For the likes of The Outer Worlds and Journey to the Savage Planet, this is arguably quite forgivable. They're trying to do different things, in different ways, to other games and works set in space. Arguably they could have done those things anywhere, and space itself is absolutely wasted on them, but regardless the greatest frustration is with another game entirely. One that looked, at first, to really, truly get it. The real disappointment is No Man's Sky - or rather, No Man's Sky's big Next update, and more recently the one that came with Beyond.
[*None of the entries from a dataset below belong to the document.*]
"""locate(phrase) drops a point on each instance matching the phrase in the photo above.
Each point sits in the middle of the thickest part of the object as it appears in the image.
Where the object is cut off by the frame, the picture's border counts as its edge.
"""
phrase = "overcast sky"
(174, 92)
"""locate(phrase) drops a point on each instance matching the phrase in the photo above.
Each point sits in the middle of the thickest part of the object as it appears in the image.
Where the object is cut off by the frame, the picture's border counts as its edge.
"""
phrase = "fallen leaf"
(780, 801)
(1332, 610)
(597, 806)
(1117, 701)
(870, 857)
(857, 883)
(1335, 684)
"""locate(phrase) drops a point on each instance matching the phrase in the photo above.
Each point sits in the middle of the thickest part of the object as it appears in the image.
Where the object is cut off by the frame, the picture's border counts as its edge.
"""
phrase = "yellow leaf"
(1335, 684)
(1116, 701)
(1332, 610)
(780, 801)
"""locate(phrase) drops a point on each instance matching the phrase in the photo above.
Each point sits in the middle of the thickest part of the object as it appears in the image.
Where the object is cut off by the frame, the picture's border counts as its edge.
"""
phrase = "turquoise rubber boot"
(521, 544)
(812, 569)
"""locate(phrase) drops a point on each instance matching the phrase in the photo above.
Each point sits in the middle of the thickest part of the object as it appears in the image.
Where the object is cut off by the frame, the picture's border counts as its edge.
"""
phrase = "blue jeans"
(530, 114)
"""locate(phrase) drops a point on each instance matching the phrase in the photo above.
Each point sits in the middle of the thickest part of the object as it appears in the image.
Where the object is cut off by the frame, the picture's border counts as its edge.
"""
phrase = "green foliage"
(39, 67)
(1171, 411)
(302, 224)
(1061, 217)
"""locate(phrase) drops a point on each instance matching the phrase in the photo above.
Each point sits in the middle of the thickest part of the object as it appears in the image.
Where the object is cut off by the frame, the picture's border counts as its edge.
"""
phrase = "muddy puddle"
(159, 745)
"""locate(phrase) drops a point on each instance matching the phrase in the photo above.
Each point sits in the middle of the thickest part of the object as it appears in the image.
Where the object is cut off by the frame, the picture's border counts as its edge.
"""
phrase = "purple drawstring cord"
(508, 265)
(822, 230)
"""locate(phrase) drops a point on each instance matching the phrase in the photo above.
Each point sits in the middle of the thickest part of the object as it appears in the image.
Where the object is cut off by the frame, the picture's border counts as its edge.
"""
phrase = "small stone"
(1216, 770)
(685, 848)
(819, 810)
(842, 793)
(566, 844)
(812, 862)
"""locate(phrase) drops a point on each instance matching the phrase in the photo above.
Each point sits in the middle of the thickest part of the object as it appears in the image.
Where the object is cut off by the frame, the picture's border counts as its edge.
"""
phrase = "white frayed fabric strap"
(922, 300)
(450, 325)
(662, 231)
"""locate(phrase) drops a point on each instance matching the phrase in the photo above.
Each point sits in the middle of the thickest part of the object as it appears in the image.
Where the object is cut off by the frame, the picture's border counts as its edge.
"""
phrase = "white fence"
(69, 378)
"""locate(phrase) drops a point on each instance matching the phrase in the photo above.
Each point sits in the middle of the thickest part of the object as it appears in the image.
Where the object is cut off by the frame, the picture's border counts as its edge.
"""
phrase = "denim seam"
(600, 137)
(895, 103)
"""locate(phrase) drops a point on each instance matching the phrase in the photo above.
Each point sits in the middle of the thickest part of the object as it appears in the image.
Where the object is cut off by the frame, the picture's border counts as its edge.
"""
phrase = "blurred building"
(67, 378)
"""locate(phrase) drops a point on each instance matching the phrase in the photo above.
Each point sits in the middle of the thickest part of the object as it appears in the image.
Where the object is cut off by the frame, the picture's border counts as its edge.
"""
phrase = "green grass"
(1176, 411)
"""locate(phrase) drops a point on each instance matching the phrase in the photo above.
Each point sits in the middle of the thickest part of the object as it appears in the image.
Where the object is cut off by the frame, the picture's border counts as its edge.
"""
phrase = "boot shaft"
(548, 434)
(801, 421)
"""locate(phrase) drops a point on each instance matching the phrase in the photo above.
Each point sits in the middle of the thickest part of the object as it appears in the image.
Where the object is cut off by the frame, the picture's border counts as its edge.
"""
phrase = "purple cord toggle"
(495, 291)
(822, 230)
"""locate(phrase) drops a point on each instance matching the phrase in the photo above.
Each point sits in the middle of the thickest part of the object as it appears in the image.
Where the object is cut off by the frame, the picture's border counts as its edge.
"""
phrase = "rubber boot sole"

I find it hard to think of a better example of a studio not understanding their own magic than with No Man's Sky. The base, original game, with its empty dirt-brown planets and lonely, unmanned outposts was magic. The loneliness was the magic. The classic No Man's Sky was the closest video games have ever come to 2001: A Space Odyssey, the obvious references notwithstanding. Solitude and silence and, dare I say it, occasional boredom, spread out across a layer of existential genius, was something to be found in both. The lack of other players is the point. The lack of things to meaningfully do is the point. There were breadcrumbs of an old civilization, but they're probably long gone. There were a handful of characters dotted around the galaxy, but they were hard to understand and, even if you could translate the chatter, there was very little of actual meaning or consequence that they had to say. This was a game about drifting, alone, from one great, inhospitable giant to the next. It was a game about being crushed under the weight of your own thoughts. A few bings and boongs of equipment, the odd little creature if you were lucky, but otherwise: nothing.
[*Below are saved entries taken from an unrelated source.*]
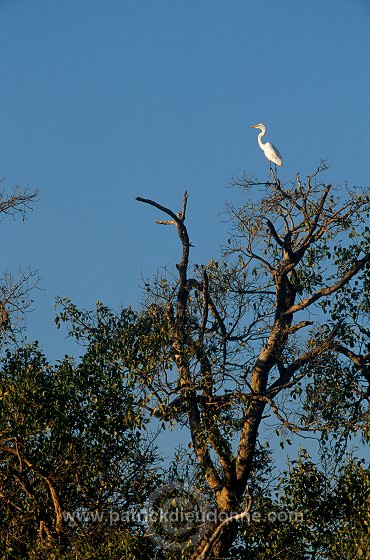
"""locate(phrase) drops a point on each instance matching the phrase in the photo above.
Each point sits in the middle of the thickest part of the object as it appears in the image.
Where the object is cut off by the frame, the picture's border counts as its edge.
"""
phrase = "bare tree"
(14, 291)
(285, 307)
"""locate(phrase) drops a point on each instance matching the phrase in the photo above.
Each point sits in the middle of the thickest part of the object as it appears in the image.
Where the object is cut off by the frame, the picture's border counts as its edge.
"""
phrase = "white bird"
(268, 149)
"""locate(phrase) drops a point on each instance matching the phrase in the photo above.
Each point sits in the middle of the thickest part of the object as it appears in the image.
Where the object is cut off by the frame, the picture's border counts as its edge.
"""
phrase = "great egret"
(268, 149)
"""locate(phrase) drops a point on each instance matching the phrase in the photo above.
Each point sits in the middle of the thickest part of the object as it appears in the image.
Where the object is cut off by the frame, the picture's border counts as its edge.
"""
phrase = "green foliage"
(73, 440)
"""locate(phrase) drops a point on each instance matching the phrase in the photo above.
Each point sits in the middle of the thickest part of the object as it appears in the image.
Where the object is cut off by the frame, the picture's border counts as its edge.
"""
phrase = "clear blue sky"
(104, 101)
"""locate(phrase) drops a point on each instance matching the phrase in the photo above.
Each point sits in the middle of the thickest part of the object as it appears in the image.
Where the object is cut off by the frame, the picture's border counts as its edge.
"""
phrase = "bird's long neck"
(261, 134)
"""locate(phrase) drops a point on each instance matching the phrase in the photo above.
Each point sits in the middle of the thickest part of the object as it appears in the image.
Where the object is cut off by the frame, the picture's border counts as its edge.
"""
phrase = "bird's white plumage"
(268, 149)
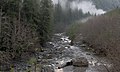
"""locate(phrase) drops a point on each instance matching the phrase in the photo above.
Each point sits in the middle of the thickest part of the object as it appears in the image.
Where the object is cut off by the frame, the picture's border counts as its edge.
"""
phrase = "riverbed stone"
(80, 62)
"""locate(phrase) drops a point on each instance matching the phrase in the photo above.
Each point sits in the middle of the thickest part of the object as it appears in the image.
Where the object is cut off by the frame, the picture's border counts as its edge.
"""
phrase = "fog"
(85, 5)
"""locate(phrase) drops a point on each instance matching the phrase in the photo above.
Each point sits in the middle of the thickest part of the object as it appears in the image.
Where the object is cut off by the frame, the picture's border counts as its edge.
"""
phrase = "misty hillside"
(107, 4)
(59, 35)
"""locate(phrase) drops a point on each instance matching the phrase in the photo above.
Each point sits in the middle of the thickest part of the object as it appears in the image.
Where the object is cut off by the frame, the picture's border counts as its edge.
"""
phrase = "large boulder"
(80, 62)
(76, 62)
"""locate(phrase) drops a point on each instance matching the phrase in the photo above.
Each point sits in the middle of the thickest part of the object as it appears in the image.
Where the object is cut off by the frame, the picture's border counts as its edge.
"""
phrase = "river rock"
(4, 68)
(80, 62)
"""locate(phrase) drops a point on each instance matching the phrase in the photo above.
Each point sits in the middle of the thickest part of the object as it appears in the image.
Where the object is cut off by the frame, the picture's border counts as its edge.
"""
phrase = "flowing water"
(62, 52)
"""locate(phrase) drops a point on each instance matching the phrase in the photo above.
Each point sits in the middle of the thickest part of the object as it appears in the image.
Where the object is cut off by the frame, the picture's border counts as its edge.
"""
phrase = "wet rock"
(80, 62)
(47, 68)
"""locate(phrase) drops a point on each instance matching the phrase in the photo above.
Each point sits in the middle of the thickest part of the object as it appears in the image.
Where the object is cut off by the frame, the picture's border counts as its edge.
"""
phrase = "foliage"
(24, 25)
(102, 34)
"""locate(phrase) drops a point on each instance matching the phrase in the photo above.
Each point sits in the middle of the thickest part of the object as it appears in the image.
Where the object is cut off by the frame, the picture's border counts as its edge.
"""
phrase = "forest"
(59, 36)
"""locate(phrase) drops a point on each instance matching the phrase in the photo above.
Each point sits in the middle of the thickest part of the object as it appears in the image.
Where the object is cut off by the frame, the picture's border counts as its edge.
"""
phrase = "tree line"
(64, 17)
(101, 34)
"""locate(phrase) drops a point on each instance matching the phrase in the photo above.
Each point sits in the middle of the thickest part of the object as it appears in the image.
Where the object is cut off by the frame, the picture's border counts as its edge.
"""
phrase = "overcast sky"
(84, 5)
The updates since, at the steaming request of fans, have brought with them a sense of unending life. You can now craft bases, and build cool stuff that you could probably build a bit easier in Minecraft, and hang out with friends, and visit the social hub where people can jump on your head and queue up to receive quests from the great quest-giving machine. What it brought is a sense of industrialised, homogenised, mass-produced checklist-fun. Content and clutter at the expense of natural magic. In other words, exactly what those quippy workplace posters and sidekick robots are on about in The Outer Worlds and Journey to the Savage Planet. Poetic!
Really, to bring it back to my good friend Neptune, the point here is that there is a vast - literally vast - opportunity going to waste. The fact that sci-fi and, within it, outer and inner space sci-fi has been such a home for humanity's great existential stories is not a coincidence. 2001 is the obvious one yes, but also Solaris, or the close horror cousin Alien, or the modern imitators like First Man and Ad Astra or even just the hints at off-world emptiness in Blade Runner. Even the moments in FTL - one of the few games, alongside Outer Wilds, that actually gets it - where you just sit there after a battle and silently drift amongst the stars. All of them use space for what it is: the perfect backdrop, the perfect threatening, isolating environment for introspection. The void that stares back, and all that.
You don't even have to go as far as Neptune to get it. Sometimes I think about what it'd be like to go to the Moon - or better yet play a game about it, seeing as I'll obviously never really go - and I'm really not sure why we haven't nailed it yet. You'd go to the Moon, in this game or in reality, and when you arrived you'd stand and you'd see Earth, distant and quite upsettingly alone in all that empty black, and you'd think: "We are very small, what is the point of it all?" And then, at the very least, you'd hope that game would have something to say about it.